ルクソールへ

(3月7日)
深夜の0時30分、カイロ到着。両替をしてビザ用の印紙(のようなもの)を買い(両替所で買える)それをパスポートに貼って入国審査の列に並ぶ。何の質問もされず機械的に入国スタンプがおされ手続き完了。そこを抜けると、すでに手荷物は出てきており一同ホッとする。アエロフロートでは以前ロストバッゲージにあっている。
 
しかし、僕の荷物につけたダイアル錠が、バッグのファスナーごとはずされているではないか。中を色々かきまわされたような感じだが被害はなし。まあ、盗み甲斐のあるのもは何も入っていないのだが…。ただファスナーのつまみがないのは、これから先不便だ。

さて、ホテルはどうしようか。旅行会社の客引きがわんさかとやってきたが、彼らと交渉するうち面倒になって、結局、空港で夜が明けるのを待つことにした。

5時、僕らは行動を開始した。空港内にあるカフェテリアで朝食を済ませ、市内行きのバスに乗った。相当ガタがきているがガンガンとばす。朝の冷え込みがきつく、窓の隙間から入る風が冷たい。僕の後ろには「どこへ行くんだ」と聞く親切なおじさん。このおじさんのおかげで、ラムセス中央駅前で降りることができた。

僕はカイロ観光は後回しにして、まずルクソールへ行ってしまおうと思っていた。エジプトの歴史から考えると、古王国の時代の遺跡であるギザのピラミッドを見るのが先なのかもしれないが、今回の旅は、この後ヨルダン・シリアと回らなければならない。何があるかわからいから、内陸部の観光は先に片づけてしまおうと思ったのだ。 

まだ、6時半をまわったばかりだし、今日移動できるのならば、それにこしたことはない。すぐに切符売り場に向かおうとしたが、困ったことに駅のどこにもアルファベット表示がない。しかし、ここでも親切なエジプシャンのおかげで切符売り場はすぐわかり、首尾よくルクソールまでの切符も入手できた。
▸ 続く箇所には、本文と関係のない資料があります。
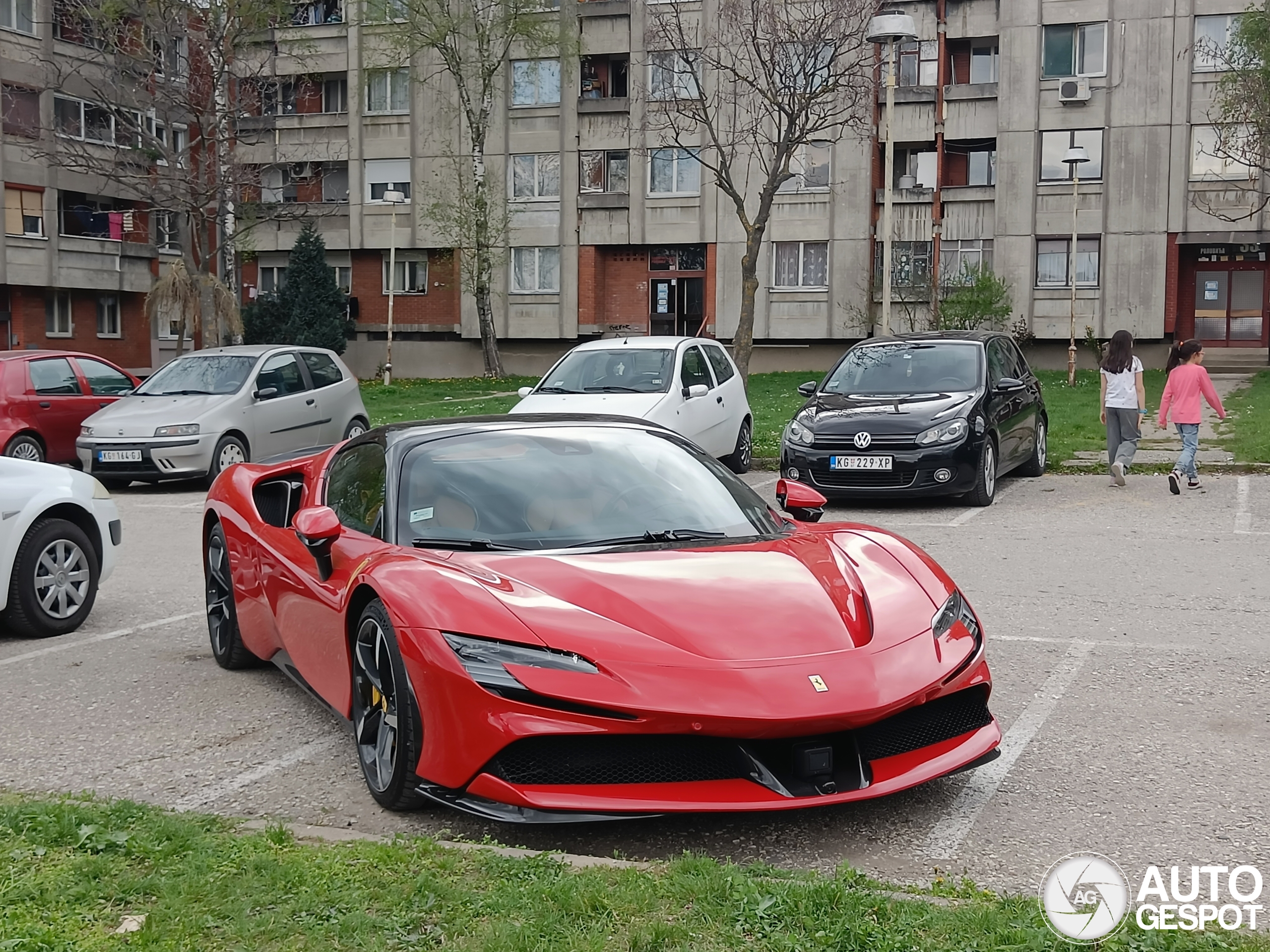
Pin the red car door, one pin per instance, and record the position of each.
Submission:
(58, 405)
切符の表記もアラビア文字ばかりだが、窓口の人が13号車の36番と算用数字で書いてくれた(算用数字のことをアラビア数字ということがあるが、本物のアラビア数字はアラビア文字同様ニョロニョロ文字だから、慣れないとまったくわからない)。



カイロ-ルクソールの乗車券。「12.40」とあるのは運賃(算用数字の右にアラビア数字でも記されている)。しかし、この券面のどこにも13号車の「13」と座席番号の「36」にあたるアラビア数字が見当たらない。これとは別に指定券があったのだろうか(旅関係のガラクタの中には見当たらない)。
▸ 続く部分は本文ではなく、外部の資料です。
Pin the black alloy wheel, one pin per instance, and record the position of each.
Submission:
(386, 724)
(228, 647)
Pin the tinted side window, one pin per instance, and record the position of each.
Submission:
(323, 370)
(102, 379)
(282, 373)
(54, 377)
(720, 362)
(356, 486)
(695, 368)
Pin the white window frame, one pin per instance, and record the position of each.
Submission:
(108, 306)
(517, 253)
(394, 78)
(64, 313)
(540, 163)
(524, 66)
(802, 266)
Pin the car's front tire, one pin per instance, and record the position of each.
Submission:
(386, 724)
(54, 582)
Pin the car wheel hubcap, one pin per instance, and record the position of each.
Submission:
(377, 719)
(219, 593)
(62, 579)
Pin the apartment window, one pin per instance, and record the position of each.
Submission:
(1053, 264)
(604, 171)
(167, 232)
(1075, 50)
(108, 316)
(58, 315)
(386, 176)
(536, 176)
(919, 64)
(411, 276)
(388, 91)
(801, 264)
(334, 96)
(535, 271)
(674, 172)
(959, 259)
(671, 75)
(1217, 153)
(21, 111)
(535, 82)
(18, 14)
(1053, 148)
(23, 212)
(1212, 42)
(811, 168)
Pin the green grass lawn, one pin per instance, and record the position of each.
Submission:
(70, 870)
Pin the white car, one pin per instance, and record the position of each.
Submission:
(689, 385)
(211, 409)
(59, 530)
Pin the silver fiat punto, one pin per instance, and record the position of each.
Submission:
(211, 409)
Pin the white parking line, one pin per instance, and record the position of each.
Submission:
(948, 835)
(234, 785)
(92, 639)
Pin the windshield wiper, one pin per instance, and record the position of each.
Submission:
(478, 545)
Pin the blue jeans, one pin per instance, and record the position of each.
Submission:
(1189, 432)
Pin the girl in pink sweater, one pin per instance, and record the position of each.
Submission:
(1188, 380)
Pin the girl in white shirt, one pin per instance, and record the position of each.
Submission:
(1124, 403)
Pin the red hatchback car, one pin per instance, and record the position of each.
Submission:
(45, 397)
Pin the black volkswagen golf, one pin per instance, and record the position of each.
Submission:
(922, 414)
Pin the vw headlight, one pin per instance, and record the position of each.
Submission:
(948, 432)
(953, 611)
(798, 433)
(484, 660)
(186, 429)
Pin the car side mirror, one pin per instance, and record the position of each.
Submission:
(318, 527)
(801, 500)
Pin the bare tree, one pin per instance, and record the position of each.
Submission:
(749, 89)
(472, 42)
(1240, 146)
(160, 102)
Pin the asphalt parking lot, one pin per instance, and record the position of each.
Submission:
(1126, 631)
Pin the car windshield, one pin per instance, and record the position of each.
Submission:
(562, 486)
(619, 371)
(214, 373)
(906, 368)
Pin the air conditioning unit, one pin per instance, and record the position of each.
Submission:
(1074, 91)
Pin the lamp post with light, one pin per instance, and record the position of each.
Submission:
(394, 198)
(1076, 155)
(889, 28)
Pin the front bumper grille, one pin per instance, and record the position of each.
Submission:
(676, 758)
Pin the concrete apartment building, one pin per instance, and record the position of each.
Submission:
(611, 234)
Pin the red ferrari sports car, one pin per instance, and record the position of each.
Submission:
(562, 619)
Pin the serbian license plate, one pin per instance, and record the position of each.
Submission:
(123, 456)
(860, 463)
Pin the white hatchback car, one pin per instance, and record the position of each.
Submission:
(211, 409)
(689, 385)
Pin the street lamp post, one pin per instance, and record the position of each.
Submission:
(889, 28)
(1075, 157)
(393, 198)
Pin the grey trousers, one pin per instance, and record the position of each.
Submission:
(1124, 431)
僕が切符を買っている間、T君は友人のエジプト人の知り合いと連絡をとり、「今日会うことになった」という。女子学生さんも明日までカイロにいるという。僕らは「ルクソールでまた会おう」などと言いあいながら切符売り場の前で別れた。

僕はそこいら辺の人たちに切符を見せながら、列車の止まるプラットホームにたどりついた。僕の乗る2等車は14両編成の後部で、エジプト人で混雑していた。シートは薄汚れているが、シートピッチは日本の特急普通車より広く、ゆっくり足を伸ばせる。

始めての国でやや緊張気味だったが、これでなんとかルクソールまでは行けそうだと思うと、緊張がとけたのだろうか、とたんに睡魔が襲ってきた。エジプトの風景をゆっくり眺めながら、汽車旅を楽しもうと思っていたのだが、景色も何もない。うつらうつらの連続でドンドン時間が過ぎた。

ところが寝てばかりもいられなくなってきた。車内放送というものはなく(あってもアラビア語だからないのと同じ)、駅名表示板もアラビックのみの場合が多いのだ。余程注意して周囲の人に尋ねたりしないと乗り過ごしてしまうかもしれない。気をつけなくては、と思い出した4時半すぎ、突如大停車。1時間たってもまったく動く気配がない。6時半頃、もうルクソールに着いてもよい時刻になって、やっと動き出した。そこから先は、線路にトリモチでもふっついているのではと思わせるようなような走り方で、ルクソールに着いた時には10時を過ぎていた。

駅を出るとすぐにホテルの客引きの少年につかまった。彼に引かれるままに、1泊10ポンド(日本円で約600円)の部屋にチェックインした。列車の中で随分居眠りをしたはずなのだが、とにかく眠い。一刻も早くシャワーを浴びてベッドに体を横たえたかった。